最初の2小節のメロディーは、頻繁に見られる形であることがすぐ分かるでしょう。次の譜例では、斜めの赤線でアナクルーシスを示すことで、メロディーの区分を行っています。

青い曲がったアーチ状の矢印は、この2小節のメロディーの「骨組み」を示しています。第2小節は強拍で終わらずに弱拍まで伸びていますのでこのリズムは女性終止ということになります。

最初の2小節のリズムはアナクルーシスが付いた標準形です。すなわち、このリズムの原形は2小節の長さを持つ1つの音符であり、これを1:1で2等分したものがこの2つの小節に対応します。この2つの小節の結びつきは上の楽譜の曲がった矢印で示したように、強拍同士の関係として理解できます。さらにそれぞれの小節をさらに細分化することによって、実際の楽曲で使われているようなリズムを生成することができます。

それぞれの小節内には小さな標準形が埋め込まれています。次の楽譜ではこのことを赤い曲がった矢印で示しました。

このようにしてリズムは、同じような構造を何重にも入れ子にすることで、細かい様々なリズムを派生することができるというわけです。

第1小節の最後の8分音符のC#音は、アナクルーシス的ではないと思います。というのも、ここをアナクルーシスとして理解すると、1つ前の8分音符のC#の音でメロディーを区切ることになるわけですが、何か違和感を感じるからです。アナクルーシスは、しばしば同じ形で繰り返されますが、必ずしも小刻みに同じ形が繰り返されるとは限りません。この曲の場合では、2小節ごとに同じ形が繰り返されていますが、それより小さな単位では同じ形の繰り返しではない、ということでしょう。


第3〜4小節はほぼ繰り返しなので問題はないでしょう。5連符が現れますが、リズムの構造を変化させるようなものではありません。

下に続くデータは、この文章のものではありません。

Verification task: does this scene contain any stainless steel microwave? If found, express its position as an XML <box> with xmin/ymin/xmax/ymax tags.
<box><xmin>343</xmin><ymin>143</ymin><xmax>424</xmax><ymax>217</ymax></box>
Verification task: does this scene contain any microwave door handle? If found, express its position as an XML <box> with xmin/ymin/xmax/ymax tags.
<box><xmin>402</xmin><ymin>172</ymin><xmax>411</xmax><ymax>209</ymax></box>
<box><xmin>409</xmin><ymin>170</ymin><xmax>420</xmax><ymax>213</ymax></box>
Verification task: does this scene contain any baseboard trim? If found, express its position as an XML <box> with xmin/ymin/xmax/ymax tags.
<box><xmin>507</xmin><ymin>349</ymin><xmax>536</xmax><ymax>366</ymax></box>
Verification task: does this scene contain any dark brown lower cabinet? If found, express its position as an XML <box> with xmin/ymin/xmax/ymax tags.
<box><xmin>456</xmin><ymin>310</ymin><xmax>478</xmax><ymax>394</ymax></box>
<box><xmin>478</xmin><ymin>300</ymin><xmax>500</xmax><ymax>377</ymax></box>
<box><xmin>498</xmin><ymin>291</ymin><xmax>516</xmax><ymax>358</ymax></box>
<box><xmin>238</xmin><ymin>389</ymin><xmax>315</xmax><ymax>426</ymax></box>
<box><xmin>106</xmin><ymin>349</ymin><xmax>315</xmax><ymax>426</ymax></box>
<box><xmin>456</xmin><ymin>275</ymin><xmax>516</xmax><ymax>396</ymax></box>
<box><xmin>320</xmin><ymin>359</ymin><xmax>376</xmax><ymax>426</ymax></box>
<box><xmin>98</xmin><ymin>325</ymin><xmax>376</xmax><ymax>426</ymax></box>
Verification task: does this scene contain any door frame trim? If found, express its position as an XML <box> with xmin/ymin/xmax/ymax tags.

第11〜12小節では音符が非常に細分化されていますが、アナクルーシスが付いた標準形というリズム形は変化していません。

これは中間部を経ての第51〜52小節でも同様です。


第5〜6小節のリズム

第5〜6小節は高さを変えて繰り返すように始まります。しかし第6小節では、最初の8分音符だけが分離して書かれています。これはリズムが一旦、この8分音符で終わることを意味していると考えられます。つまり、第5〜6小節のリズムはとりあえず強拍で終わる標準形である、と理解できることになります。男性終止とも言われます。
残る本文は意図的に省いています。